Next-generation nanomedicine

NewsGuard 100/100 Score

In an article featured on the cover of the March issue of Nature Nanotechnology, Mauro Ferrari, Ph.D., of The University of Texas Health Science Center at Houston, presented a proof-of-concept study on a new multistage delivery system (MDS) for imaging and therapeutic applications.

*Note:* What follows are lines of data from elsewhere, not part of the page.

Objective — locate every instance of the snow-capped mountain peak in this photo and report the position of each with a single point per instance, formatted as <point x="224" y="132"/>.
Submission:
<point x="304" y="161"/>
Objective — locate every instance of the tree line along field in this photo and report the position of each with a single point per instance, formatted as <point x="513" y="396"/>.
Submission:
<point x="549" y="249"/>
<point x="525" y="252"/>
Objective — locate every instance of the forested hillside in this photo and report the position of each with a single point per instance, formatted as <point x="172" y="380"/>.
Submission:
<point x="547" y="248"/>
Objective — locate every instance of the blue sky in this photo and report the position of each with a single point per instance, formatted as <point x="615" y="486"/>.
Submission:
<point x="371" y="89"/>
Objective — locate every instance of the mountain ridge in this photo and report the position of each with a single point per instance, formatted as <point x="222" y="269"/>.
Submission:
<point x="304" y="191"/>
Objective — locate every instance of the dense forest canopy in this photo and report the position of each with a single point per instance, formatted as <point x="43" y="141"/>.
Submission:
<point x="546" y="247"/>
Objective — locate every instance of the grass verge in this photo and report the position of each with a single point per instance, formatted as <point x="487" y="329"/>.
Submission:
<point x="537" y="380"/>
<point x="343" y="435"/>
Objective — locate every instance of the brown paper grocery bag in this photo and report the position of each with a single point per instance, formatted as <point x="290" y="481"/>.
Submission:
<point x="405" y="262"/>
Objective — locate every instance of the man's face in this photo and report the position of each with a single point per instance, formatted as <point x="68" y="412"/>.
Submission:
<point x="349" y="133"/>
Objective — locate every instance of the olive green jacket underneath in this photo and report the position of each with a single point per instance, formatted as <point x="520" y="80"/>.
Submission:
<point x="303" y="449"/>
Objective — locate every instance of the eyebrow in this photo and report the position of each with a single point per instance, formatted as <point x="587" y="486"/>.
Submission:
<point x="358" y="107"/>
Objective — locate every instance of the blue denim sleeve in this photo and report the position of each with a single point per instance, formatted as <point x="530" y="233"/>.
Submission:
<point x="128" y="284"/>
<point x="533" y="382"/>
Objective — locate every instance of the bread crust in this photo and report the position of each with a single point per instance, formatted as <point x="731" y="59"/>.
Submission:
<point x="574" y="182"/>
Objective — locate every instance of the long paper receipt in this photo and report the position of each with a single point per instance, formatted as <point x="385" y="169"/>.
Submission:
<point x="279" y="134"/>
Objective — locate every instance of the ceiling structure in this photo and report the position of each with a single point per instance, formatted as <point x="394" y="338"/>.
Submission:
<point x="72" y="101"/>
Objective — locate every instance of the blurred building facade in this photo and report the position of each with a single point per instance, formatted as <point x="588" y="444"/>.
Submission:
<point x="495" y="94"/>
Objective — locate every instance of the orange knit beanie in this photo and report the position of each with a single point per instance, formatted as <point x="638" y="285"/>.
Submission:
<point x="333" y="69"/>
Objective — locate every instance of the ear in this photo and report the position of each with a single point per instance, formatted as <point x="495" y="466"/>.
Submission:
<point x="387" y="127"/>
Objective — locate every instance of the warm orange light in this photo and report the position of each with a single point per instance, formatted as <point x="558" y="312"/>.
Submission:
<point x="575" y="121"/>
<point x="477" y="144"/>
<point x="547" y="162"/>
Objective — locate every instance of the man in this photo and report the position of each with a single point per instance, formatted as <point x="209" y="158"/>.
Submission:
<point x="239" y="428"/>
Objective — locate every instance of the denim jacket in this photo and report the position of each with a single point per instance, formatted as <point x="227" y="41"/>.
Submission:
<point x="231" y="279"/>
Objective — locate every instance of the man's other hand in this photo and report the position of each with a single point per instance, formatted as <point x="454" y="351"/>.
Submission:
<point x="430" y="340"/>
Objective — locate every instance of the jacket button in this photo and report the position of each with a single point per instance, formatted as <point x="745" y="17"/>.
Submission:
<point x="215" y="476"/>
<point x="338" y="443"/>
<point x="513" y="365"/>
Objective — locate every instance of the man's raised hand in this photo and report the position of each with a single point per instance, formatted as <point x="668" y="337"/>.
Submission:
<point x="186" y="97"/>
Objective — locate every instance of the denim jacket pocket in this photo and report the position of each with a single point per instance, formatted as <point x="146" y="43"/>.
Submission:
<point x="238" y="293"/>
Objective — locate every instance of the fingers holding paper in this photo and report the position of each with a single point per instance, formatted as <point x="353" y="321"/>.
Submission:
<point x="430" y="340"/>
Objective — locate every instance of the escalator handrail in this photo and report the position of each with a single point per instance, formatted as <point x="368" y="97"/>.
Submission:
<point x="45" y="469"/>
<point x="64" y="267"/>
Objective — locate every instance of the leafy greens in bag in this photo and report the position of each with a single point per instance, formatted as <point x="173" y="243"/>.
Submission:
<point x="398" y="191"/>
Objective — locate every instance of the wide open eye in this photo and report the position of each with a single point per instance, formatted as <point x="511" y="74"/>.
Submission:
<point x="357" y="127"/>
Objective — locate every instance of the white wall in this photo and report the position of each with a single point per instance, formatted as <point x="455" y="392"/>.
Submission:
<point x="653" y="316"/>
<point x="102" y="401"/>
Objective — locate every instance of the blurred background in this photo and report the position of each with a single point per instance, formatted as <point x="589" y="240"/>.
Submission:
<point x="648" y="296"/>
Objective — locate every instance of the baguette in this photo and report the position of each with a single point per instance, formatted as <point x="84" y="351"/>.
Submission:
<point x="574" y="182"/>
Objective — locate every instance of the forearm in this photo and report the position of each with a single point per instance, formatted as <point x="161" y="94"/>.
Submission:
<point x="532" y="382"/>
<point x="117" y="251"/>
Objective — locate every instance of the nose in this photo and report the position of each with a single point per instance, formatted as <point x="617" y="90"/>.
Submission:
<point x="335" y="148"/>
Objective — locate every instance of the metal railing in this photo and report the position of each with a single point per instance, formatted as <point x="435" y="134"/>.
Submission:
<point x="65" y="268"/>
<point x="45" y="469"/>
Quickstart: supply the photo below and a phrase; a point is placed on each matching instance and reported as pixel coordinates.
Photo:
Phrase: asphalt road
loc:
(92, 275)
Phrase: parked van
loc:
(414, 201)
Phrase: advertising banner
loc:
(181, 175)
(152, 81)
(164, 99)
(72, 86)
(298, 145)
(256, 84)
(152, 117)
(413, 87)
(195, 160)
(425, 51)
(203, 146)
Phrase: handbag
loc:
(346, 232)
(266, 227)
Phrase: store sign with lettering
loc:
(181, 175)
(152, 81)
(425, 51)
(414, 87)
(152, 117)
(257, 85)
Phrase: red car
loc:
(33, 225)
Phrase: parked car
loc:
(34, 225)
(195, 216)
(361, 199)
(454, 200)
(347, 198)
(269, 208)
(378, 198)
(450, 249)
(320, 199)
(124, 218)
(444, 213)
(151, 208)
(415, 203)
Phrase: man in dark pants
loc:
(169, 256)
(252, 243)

This discovery could go a long way toward making injectable drugs more effective.

"This is next-generation nanomedicine," said Ferrari, who played a critical role in the development of the National Cancer Institute’s (NCI) Alliance for Nanotechnology in Cancer. “Now we’re engineering sophisticated nanostructures to elude the body’s natural defenses, locate tumors and other diseased cells, and release a payload of therapeutics, contrasting agents, or both over a controlled period.”

Nanotechnology offers new and powerful tools to design and engineer novel drug delivery systems and to predict how they will work once inside the body. “The field of therapeutic nanoparticles began with tiny drug-encapsulated fat bubbles called liposomes, now commonly used in cancer clinics worldwide. Targeting molecules were later added to liposomes and other nanovectors to assist in directing them to diseased cells,” Ferrari said.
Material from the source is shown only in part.